Die Verbraucher haben sich daran gewöhnt, Produkte nicht mehr zu erwerben, sondern nur noch für deren Nutzung zu bezahlen. Beispielhaft dafür sind Streaming-Plattformen wie Netflix oder Amazon Prime. Im Geschäft mit Unternehmenskunden (B2B) setzen sich Bezahlmodelle wie Pay as you use und Pay as you earn durch.

Für diese neue Form des Wirtschaftens hat sich die Bezeichnung Subscription Economy (Abo-Ökonomie) gebildet[1]. Wichtige Elemente der Subscription Economy sind die Digitalen Identitäten der Personen, Unternehmen und Geräte.

Laut dem Urheber der Subscription Economy, Tien Tzuo, ist die Tatsache, dass Apple und Netflix mittels sicherer digitaler Identitäten die Kundenbeziehung stärken, die Voraussetzung für ihren Erfolg[2].

… Netflix, Amazon und Apple sind erfolgreich, weil sie direkte Kundenbeziehungen haben, die auf sicheren digitalen Identitäten basieren.
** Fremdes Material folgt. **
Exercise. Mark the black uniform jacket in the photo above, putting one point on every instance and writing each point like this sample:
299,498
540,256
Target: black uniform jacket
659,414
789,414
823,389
Diese Abonnenten-IDs sind absolut grundlegend. Ohne sie kann man nicht datengesteuert arbeiten. Ohne sie kann man keine neuen Dienste entwickeln.

Wenn IoT-Geräte Services anderer Maschinen in Anspruch nehmen, dann geht das nur, wenn sie über sichere digitale Identitäten verfügen[3]. Hersteller sind gut beraten, ihren Kunden entsprechende Lösungen anzubieten – diese sollten auf offene Standards setzen, interoperabel sein und der Datensouveränität einen hohen Stellenwert einräumen.